有 $T$ 個人，每人一票。當 $g_{t}$ 預測值相近，那麼性能不變。當 $g_{t}$ 多樣民主時，少數服從多數（majority can correct minority）

在多分類中的數學表達爲：

$G(\mathbf{x})=\underset{1 \leq k \leq K}{\operatorname{argmax}} \sum_{t=1}^{T}\left[\kern-0.15em\left[g_{t}(\mathbf{x})=k\right]\kern-0.15em\right]$

用於迴歸：

$G(\mathbf{x})=\frac{1}{T} \sum_{t=1}^{T} g_{t}(\mathbf{x})$

當 $g_{t}$ 預測值相近，那麼性能不變。
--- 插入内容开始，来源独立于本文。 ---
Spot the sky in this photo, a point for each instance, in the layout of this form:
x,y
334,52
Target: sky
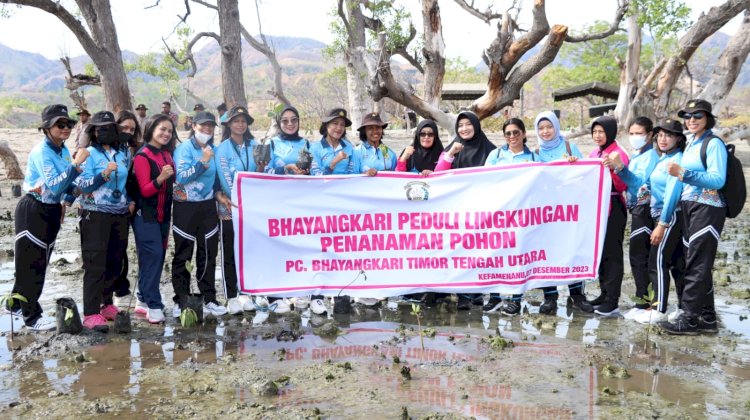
x,y
140,30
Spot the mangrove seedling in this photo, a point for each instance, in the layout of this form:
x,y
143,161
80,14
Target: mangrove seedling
x,y
7,301
647,299
416,310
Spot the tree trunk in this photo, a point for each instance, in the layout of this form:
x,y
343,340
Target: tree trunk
x,y
728,67
433,51
704,27
629,75
10,161
232,81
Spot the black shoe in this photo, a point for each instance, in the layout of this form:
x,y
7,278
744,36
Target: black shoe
x,y
549,307
607,309
580,302
464,303
493,304
708,324
513,307
342,305
681,326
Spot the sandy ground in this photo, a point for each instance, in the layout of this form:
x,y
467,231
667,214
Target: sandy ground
x,y
372,362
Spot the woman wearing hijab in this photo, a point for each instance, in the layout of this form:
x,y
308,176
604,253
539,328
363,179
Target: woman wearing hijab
x,y
604,132
704,211
552,147
234,154
667,234
468,149
50,173
290,151
105,207
195,223
372,155
153,170
423,154
514,151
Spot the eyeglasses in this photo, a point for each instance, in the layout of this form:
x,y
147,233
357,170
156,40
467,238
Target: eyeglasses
x,y
697,115
65,124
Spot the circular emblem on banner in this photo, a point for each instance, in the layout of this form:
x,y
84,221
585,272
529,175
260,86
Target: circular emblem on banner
x,y
417,190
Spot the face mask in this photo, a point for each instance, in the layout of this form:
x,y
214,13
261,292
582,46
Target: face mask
x,y
202,138
106,135
637,141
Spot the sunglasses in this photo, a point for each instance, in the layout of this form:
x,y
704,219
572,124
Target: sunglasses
x,y
64,125
697,115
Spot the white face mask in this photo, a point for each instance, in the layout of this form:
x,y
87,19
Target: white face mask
x,y
202,138
637,141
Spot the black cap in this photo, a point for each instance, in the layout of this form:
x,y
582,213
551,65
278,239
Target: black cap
x,y
238,111
204,117
673,126
337,113
102,118
695,105
52,113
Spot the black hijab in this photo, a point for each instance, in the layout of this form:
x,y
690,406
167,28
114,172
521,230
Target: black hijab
x,y
476,149
425,158
609,125
282,134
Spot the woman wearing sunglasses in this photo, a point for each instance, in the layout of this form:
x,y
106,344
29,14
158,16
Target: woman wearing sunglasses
x,y
105,207
50,173
703,212
514,151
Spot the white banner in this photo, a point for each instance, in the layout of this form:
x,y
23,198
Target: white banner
x,y
500,229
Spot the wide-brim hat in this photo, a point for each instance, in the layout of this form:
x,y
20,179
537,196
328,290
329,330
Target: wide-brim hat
x,y
372,119
694,106
102,118
52,113
203,117
336,113
670,125
239,111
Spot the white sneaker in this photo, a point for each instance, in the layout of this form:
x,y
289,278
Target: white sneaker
x,y
234,306
246,302
155,316
672,317
280,306
121,302
301,303
140,307
318,307
632,313
214,309
650,317
366,301
44,323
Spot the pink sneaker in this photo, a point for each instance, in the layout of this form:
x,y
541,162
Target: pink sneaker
x,y
109,312
96,322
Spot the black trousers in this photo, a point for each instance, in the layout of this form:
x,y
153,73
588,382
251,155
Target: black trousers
x,y
612,267
104,239
195,225
228,267
641,226
37,225
661,260
702,226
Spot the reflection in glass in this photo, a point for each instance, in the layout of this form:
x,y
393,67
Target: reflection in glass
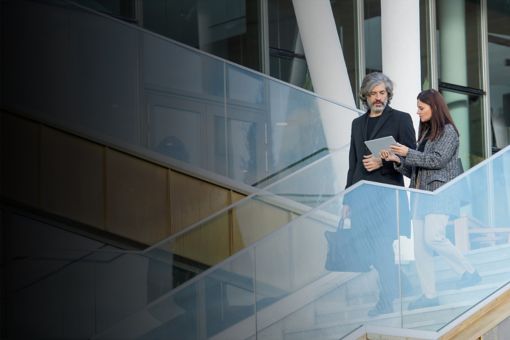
x,y
467,113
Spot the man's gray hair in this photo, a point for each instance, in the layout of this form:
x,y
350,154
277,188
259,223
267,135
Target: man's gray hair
x,y
370,81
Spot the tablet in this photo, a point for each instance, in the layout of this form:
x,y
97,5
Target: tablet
x,y
376,145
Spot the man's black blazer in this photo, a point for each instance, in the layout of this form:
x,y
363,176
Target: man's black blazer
x,y
373,210
391,123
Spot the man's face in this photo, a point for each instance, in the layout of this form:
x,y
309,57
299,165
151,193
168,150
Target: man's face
x,y
377,98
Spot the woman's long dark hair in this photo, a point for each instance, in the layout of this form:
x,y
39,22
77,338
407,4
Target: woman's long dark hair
x,y
440,115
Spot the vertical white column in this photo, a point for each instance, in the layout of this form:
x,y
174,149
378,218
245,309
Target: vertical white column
x,y
400,36
454,66
326,63
330,79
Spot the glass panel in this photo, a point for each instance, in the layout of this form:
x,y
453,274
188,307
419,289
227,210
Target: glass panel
x,y
425,53
459,49
287,59
498,16
373,49
327,301
225,28
467,113
156,97
282,283
475,237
當 $g_{t}$ 多樣民主時，一些分類結果 $g_{t}(\mathbf{x})>f(\mathbf{x})$ ，另一些分類結果 $g_{t}(\mathbf{x})<f(\mathbf{x})$ ，那麼理想狀態取平均可以獲得最佳解。

綜合上述兩種需求，多樣性的 hypotheses 更容易使得融合模型性能更佳。

現在進行理論分析，其性能是否改善，這裏以迴歸模型爲例：
這裏的取平均是針對全部的 hypothesis 或者說 $T$ 個 $g_t$ 進行的，並針對的是隨機的單個樣本。
$\begin{aligned} \operatorname{avg}\left(\left(g_{t}(\mathrm{x})-f(\mathrm{x})\right)^{2}\right) &=\operatorname{avg}\left(g_{t}^{2}-2 g_{t} f+f^{2}\right) \\ &=\operatorname{avg}\left(g_{t}^{2}\right)-2 G f+f^{2} \\ &=\operatorname{avg}\left(g_{t}^{2}\right)-G^{2}+(G-f)^{2} \\ &=\operatorname{avg}\left(g_{t}^{2}\right)-2 G^{2}+G^{2}+(G-f)^{2} \\ &=\operatorname{avg}\left(g_{t}^{2}\right)-2\operatorname{avg}\left(g_{t}\right)G+G^{2}+(G-f)^{2} \\ &=\operatorname{avg}\left(g_{t}^{2}-2 g_{t} G+G^{2}\right)+(G-f)^{2} \\ &=\operatorname{avg}\left(\left(g_{t}-G\right)^{2}\right)+(G-f)^{2} \end{aligned}$

也就是說，在對全部訓練樣本 $\mathbf{x}_n$ 進行分析取全部誤差的平均值。這裏用 $\mathcal{E}$ 表示平均值。舉個例子： $\frac{1}{N}\sum_{n = 1}^{N}\left(g_{t}(\mathrm{x}_n)-f(\mathrm{x}_n)\right)^{2} = \mathcal{E}\left(g_{t}-f\right)^{2}$ 。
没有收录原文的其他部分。